As of Wednesday morning, about 95% of San Bernardino County roads had been cleared, officials said, but they noted that many of those roadways were still only wide enough to accommodate single-lane traffic. Almost 30 miles of roads still have not been plowed.
Hake and her family were without power in their Crestline home for at least five days, she said, eventually relocating to a friend’s house to wait for the power to be restored and roads to clear. She said that for days, there was no way to get to Big Bear to check on her sister, or even to her parents’ home in Lake Arrowhead.
“It feels like we are living in an alternate reality up here,” Hake said. As president of the Crestline Chamber of Commerce, she is helping coordinate supply drop-offs and facilitate wellness checks across the mountain community — even before her sister was found dead.

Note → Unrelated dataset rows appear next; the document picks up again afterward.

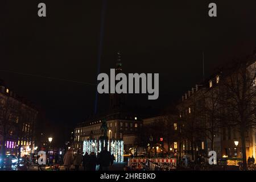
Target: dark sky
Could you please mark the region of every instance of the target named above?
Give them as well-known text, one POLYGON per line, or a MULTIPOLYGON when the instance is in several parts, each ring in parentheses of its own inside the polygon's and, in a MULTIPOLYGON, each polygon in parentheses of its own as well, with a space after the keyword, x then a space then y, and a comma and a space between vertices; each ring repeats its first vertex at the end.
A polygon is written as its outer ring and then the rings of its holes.
MULTIPOLYGON (((95 83, 102 1, 1 1, 0 78, 43 111, 47 133, 64 140, 67 129, 93 112, 96 86, 18 73, 95 83), (38 16, 39 2, 46 18, 38 16)), ((130 101, 168 105, 202 80, 203 51, 205 77, 251 53, 255 23, 255 0, 108 0, 101 72, 109 73, 121 51, 125 73, 159 73, 158 100, 144 94, 130 101), (210 2, 217 17, 208 16, 210 2)), ((100 110, 107 98, 100 97, 100 110)))

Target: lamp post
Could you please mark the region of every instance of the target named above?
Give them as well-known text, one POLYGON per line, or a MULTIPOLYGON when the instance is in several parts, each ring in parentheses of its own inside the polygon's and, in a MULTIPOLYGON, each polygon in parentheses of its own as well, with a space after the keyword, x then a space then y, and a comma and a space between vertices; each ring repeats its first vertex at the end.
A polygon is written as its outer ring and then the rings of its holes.
POLYGON ((109 143, 108 144, 108 151, 109 151, 109 146, 110 144, 110 132, 112 132, 111 130, 109 130, 109 143))

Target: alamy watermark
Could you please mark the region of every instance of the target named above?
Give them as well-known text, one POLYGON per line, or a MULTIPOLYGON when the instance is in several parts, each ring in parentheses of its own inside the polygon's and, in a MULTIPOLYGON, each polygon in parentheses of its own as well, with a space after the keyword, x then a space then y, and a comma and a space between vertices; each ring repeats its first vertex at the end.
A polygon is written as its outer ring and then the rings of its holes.
POLYGON ((101 73, 97 80, 101 81, 97 86, 100 94, 102 93, 147 93, 148 100, 156 100, 159 93, 159 73, 129 73, 128 78, 125 73, 115 75, 115 69, 110 69, 110 78, 108 74, 101 73), (154 76, 154 87, 153 86, 154 76), (115 81, 119 81, 115 84, 115 81), (109 86, 109 82, 110 85, 109 86), (127 84, 128 82, 128 84, 127 84), (141 83, 141 86, 140 86, 141 83), (141 91, 140 92, 140 91, 141 91))

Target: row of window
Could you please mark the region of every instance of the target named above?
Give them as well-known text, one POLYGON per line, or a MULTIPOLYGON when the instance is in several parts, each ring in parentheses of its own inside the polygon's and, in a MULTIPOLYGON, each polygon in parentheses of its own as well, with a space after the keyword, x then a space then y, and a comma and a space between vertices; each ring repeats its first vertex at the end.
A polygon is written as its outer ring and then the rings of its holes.
MULTIPOLYGON (((120 122, 120 127, 122 127, 123 126, 123 122, 120 122)), ((141 124, 141 127, 142 127, 142 124, 141 124)), ((113 127, 113 126, 114 126, 114 127, 117 127, 117 122, 115 122, 115 123, 108 123, 108 127, 113 127), (114 124, 114 125, 113 125, 114 124)), ((128 123, 126 122, 125 123, 125 127, 128 127, 128 123)), ((130 127, 134 127, 135 128, 138 127, 138 125, 137 123, 130 123, 130 127)), ((100 126, 94 126, 94 127, 84 127, 83 129, 77 129, 75 131, 75 133, 76 134, 77 133, 86 133, 86 132, 90 132, 91 131, 96 131, 96 130, 98 130, 100 129, 100 126)))
MULTIPOLYGON (((114 138, 116 139, 117 138, 117 135, 116 133, 113 133, 113 132, 110 132, 110 138, 112 139, 112 138, 114 138)), ((101 136, 101 135, 94 135, 93 136, 93 138, 95 139, 99 139, 100 137, 101 136)), ((120 133, 120 138, 123 138, 123 134, 122 133, 120 133)), ((80 136, 80 135, 77 135, 75 138, 75 141, 76 142, 82 142, 84 141, 85 140, 89 140, 90 139, 90 137, 87 136, 80 136)))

She said during one of those checks, a neighbor found an elderly man inside his home, where “for the last five days he had been rationing a frozen tamale.”
“Right now, we’re still focused on getting to people in need and getting everybody accounted [for],” Hake said.
Aaron Creighton, who lives in Crestline’s Cedarpines Park community, said an older neighbor who lived across from him was just reported dead in his home Wednesday morning. The man had been sick for a while, Creighton said, but he feared the stress of the storm accelerated his decline.
“There’s the stuff that does you harm right away and its obvious, and then there’s the stress that comes with this kind of stuff,” Creighton said, who is the owner and publisher of the community’s hyper-local newspaper, the Alpine Mountaineer. “It’s incredibly stressful to not be able to get out of the house.”
He said the neighbor, whom he declined to identify, did not live alone, but he wasn’t sure how often his housemates checked on the man and said no one in the house had dug out their driveway. The fire department spent at least 30 minutes digging through snow to access the man’s house to transport his body, Creighton said.
“It’s not the end of it,” Creighton said. “We have a lot of people that are completely and utterly cut off and stranded right now.”
Megan Vasquez, who started a food distribution center for Valley of Enchantment, said she’s heard of at least two people who died during the storms — and agreed with Creighton’s dismal prediction.
“I do feel like there is going to be a large body count when it’s all said and done,” Vasquez said. “There are many elderly people who are kind of reclusive in their homes with nothing, and there will be more people who have passed.”
Kristy Baltezore found one of her Crestline neighbors dead after she went to check on her. The woman, whom Baltezore didn’t want to identify, hadn’t been ill and wasn’t disabled.
“This is not good,” Baltezore said. “We still have half our community we haven’t made contact with.”
Rodriguez, the San Bernardino sheriff’s spokesperson, said the number of official welfare checks in recent days has decreased significantly. She said authorities are making house calls the same day a welfare check is requested.
“We continue to respond to calls for service for our mountain residents,” Rodriguez said in a statement.